懲戒委の議決書によると、松本氏は2011年4月、業務停止4カ月の懲戒処分を受けた。直後にカラオケハウスの一室を借り、コピー機などを搬入。女性職員2人が継続して勤務させた。別の弁護士に仕事の引き継ぎを依頼したが、土地登記簿をめぐる訴訟の準備書面の原稿を松本氏が作成。女性職員が書面を作り、別の弁護士名で宇都宮地裁に提出されたとされる。 また松本氏は和歌山地裁などの案件で、08~09年、計約180万円を預かり金として保管しながら清算せず、依頼者側に返還しなかったとされる。 懲戒委は、「弁護士業務を行った」と判断。預かり金の問題を含め「弁護士の品位を害する非行に該当し懲戒が相当」などとした。 一方、松本氏は取材に対し「(業務を)ほかの先生に引き継いでもらったが分からないこともあるので、意見を言って手伝ったことは認める」とした。処分について納得できないとし「異議申し立てをするつもりだ」と話した。
懲 戒 処 分 の 公 告 2011年8月号
氏名 松本 勝 登録番号 15420 栃木県弁護士会
2 処分の内容 業 務 停 止 4 月
3 処分の理由
被請求者はA所有の土地上に居宅を所有するBからAを原告、Bを被告とする建物収去土地明渡等請求事件を受任した。上記土地上には上記居宅の他作業所が建っていたところ被懲戒者は上記作業所がBの所有であることを知っていながら第1審、第2審を通じて上記作業所はBの所有ではないと主張し第2審において「BはAに対し本件土地上の未登記建物について何ら権利を有しないことを確認する」との和解条項を含む、BがAに上記居宅を売り渡す旨和解を成立させた。被懲戒者は上記和解条項における「未登記建物」とは上記作業所であることを承知の上で上記和解条項を加えることに同意したにもかかわらず2009年6月30日和解を履行すべき日時及び場所においてAの代理人弁護士である懲戒請求者に対し上記作業所はBの所有であり和解調書上の未登記建物とは物置のことであると強弁し和解の履行を妨げるとともに新たな紛争を発生させた被懲戒者の上記行為は弁護士法第56条第1項に定める弁護士としての品位を失うべき非行に該当する
被懲戒者には複数の懲戒処分を受けた前歴があり前回の懲戒処分からわずか1年3月後に今回の非行に及んだことを相当程度考慮し業務停止4月とした
4 処分の効力を生じた年月日 2011年4月20日 2011年8月1日 日本弁護士連合会
懲 戒 処 分 の 公 告
栃木県弁護士会がなした懲戒の処分について同会から以下のとおり通知を受けたので、懲戒処分の公告公表に関する規定第3条第1号の規定により公告する
1 懲戒を受けた弁護士氏名 松本 勝
登録番号 15420
事務所 栃木県鹿沼市幸町1 松本勝法律事務所
2 処分の内容 業務停止2年
3 処分の理由の要旨
(1)被懲戒者は2011年4月20日に業務停止4月の懲戒処分を受けたにもかかわらず、その業務停止期間中にカラオケハウスの一室を賃借して同室にパソコン、ファックス機能付きコピー機等を搬入するとともに事務員2名を出勤させ、同室を事務所として使用した。また被懲戒者は上記業務停止期間中、A弁護士に引き継いだ訴訟事務に関してA弁護士が裁判所に提出した補正書及び準備書面をA弁護士に代わって作成した。

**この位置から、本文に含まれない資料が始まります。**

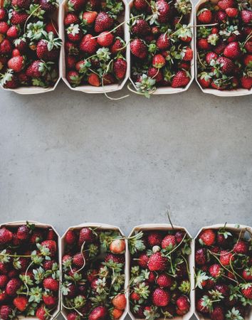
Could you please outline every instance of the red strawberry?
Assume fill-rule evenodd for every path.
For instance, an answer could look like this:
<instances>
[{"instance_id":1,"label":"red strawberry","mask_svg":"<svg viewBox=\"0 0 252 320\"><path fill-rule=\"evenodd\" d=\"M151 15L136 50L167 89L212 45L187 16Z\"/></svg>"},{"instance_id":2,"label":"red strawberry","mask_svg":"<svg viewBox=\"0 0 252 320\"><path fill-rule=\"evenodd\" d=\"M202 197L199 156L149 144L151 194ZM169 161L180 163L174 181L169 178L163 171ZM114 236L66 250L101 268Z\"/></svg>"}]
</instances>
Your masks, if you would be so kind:
<instances>
[{"instance_id":1,"label":"red strawberry","mask_svg":"<svg viewBox=\"0 0 252 320\"><path fill-rule=\"evenodd\" d=\"M16 294L16 291L21 287L21 282L19 279L11 279L6 284L6 294L11 297L15 296Z\"/></svg>"},{"instance_id":2,"label":"red strawberry","mask_svg":"<svg viewBox=\"0 0 252 320\"><path fill-rule=\"evenodd\" d=\"M213 18L213 15L210 10L204 8L197 12L197 18L201 23L210 23Z\"/></svg>"},{"instance_id":3,"label":"red strawberry","mask_svg":"<svg viewBox=\"0 0 252 320\"><path fill-rule=\"evenodd\" d=\"M155 289L152 292L152 302L157 306L166 306L170 299L169 293L161 288Z\"/></svg>"},{"instance_id":4,"label":"red strawberry","mask_svg":"<svg viewBox=\"0 0 252 320\"><path fill-rule=\"evenodd\" d=\"M87 24L93 24L98 16L98 13L96 11L86 11L83 14L83 20Z\"/></svg>"},{"instance_id":5,"label":"red strawberry","mask_svg":"<svg viewBox=\"0 0 252 320\"><path fill-rule=\"evenodd\" d=\"M173 284L173 280L170 276L163 273L157 277L157 283L161 288L169 288Z\"/></svg>"},{"instance_id":6,"label":"red strawberry","mask_svg":"<svg viewBox=\"0 0 252 320\"><path fill-rule=\"evenodd\" d=\"M230 59L236 59L241 55L239 43L237 41L231 42L224 49L224 55Z\"/></svg>"},{"instance_id":7,"label":"red strawberry","mask_svg":"<svg viewBox=\"0 0 252 320\"><path fill-rule=\"evenodd\" d=\"M139 38L131 41L130 50L134 55L140 59L145 59L147 55L147 46L143 41Z\"/></svg>"},{"instance_id":8,"label":"red strawberry","mask_svg":"<svg viewBox=\"0 0 252 320\"><path fill-rule=\"evenodd\" d=\"M80 11L85 5L85 0L68 0L67 6L69 12Z\"/></svg>"},{"instance_id":9,"label":"red strawberry","mask_svg":"<svg viewBox=\"0 0 252 320\"><path fill-rule=\"evenodd\" d=\"M93 85L94 87L100 87L100 78L96 73L91 73L88 75L88 82L90 85Z\"/></svg>"},{"instance_id":10,"label":"red strawberry","mask_svg":"<svg viewBox=\"0 0 252 320\"><path fill-rule=\"evenodd\" d=\"M80 49L81 51L92 55L95 53L97 46L96 39L93 38L91 34L86 34L80 41Z\"/></svg>"},{"instance_id":11,"label":"red strawberry","mask_svg":"<svg viewBox=\"0 0 252 320\"><path fill-rule=\"evenodd\" d=\"M41 242L41 245L49 249L50 256L54 257L57 251L57 244L54 240L45 240Z\"/></svg>"},{"instance_id":12,"label":"red strawberry","mask_svg":"<svg viewBox=\"0 0 252 320\"><path fill-rule=\"evenodd\" d=\"M106 12L100 12L95 18L95 31L97 33L110 30L114 23L114 19Z\"/></svg>"},{"instance_id":13,"label":"red strawberry","mask_svg":"<svg viewBox=\"0 0 252 320\"><path fill-rule=\"evenodd\" d=\"M215 242L215 233L211 229L206 229L201 232L199 235L199 241L208 247L213 245Z\"/></svg>"},{"instance_id":14,"label":"red strawberry","mask_svg":"<svg viewBox=\"0 0 252 320\"><path fill-rule=\"evenodd\" d=\"M172 87L185 87L190 81L190 78L186 71L178 71L172 78Z\"/></svg>"},{"instance_id":15,"label":"red strawberry","mask_svg":"<svg viewBox=\"0 0 252 320\"><path fill-rule=\"evenodd\" d=\"M167 262L166 257L162 256L161 252L156 252L149 257L147 265L150 271L162 271L167 268Z\"/></svg>"},{"instance_id":16,"label":"red strawberry","mask_svg":"<svg viewBox=\"0 0 252 320\"><path fill-rule=\"evenodd\" d=\"M76 24L80 22L78 17L75 14L68 12L64 18L64 25L70 26L70 24Z\"/></svg>"},{"instance_id":17,"label":"red strawberry","mask_svg":"<svg viewBox=\"0 0 252 320\"><path fill-rule=\"evenodd\" d=\"M157 46L160 50L165 50L170 46L170 41L167 34L161 34L157 40Z\"/></svg>"},{"instance_id":18,"label":"red strawberry","mask_svg":"<svg viewBox=\"0 0 252 320\"><path fill-rule=\"evenodd\" d=\"M13 300L13 303L18 310L23 311L26 309L28 299L26 297L17 297Z\"/></svg>"},{"instance_id":19,"label":"red strawberry","mask_svg":"<svg viewBox=\"0 0 252 320\"><path fill-rule=\"evenodd\" d=\"M43 286L45 289L48 289L48 290L58 291L59 284L58 281L52 277L48 277L44 279Z\"/></svg>"},{"instance_id":20,"label":"red strawberry","mask_svg":"<svg viewBox=\"0 0 252 320\"><path fill-rule=\"evenodd\" d=\"M182 311L187 311L190 308L190 302L187 296L180 296L177 302L177 306Z\"/></svg>"},{"instance_id":21,"label":"red strawberry","mask_svg":"<svg viewBox=\"0 0 252 320\"><path fill-rule=\"evenodd\" d=\"M97 38L98 43L102 47L109 47L114 41L114 36L109 31L100 33Z\"/></svg>"},{"instance_id":22,"label":"red strawberry","mask_svg":"<svg viewBox=\"0 0 252 320\"><path fill-rule=\"evenodd\" d=\"M0 245L5 245L12 240L12 233L4 227L0 228Z\"/></svg>"},{"instance_id":23,"label":"red strawberry","mask_svg":"<svg viewBox=\"0 0 252 320\"><path fill-rule=\"evenodd\" d=\"M248 243L243 240L238 241L233 246L233 252L238 254L246 255L248 250Z\"/></svg>"},{"instance_id":24,"label":"red strawberry","mask_svg":"<svg viewBox=\"0 0 252 320\"><path fill-rule=\"evenodd\" d=\"M108 311L106 306L96 306L89 314L88 320L105 320Z\"/></svg>"}]
</instances>

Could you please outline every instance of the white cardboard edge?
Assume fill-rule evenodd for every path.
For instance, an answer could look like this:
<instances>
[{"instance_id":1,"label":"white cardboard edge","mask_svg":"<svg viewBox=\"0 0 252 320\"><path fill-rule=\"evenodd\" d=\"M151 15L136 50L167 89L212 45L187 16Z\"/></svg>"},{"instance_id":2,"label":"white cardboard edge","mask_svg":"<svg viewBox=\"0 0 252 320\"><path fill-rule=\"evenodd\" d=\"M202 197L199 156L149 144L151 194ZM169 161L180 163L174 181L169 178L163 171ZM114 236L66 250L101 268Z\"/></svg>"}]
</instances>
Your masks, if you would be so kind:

(2)被懲戒者はB株式会社の代理人として申し立てた2件の強制競売事件に関して2009年11月12日頃までに裁判所から民事執行余納金の残金及び売却代金として合計180万6126円を受領し預かり金として保管したがB社との委任関係が遅くとも2014年2月19日までにはすべて終了したにもかかわらず上記預かり金の清算をしていない
(3)被懲戒者の上記(2)の行為は弁護士職務基本規定第45条に違反し上記各行為は弁護士法第56条第1項に定める弁護士として品位を失うべき非行に該当する。
4 処分の効力を生じた年月日 2015年7月1日 2015年10月1日 日本弁護士連合会
弁護士職務基本規定
(預り金等の返還)
第四十五条 弁護士は、委任の終了に当たり、委任契約に従い、金銭を清算したうえ、預り金及び預り品を遅滞なく返還しなければならない。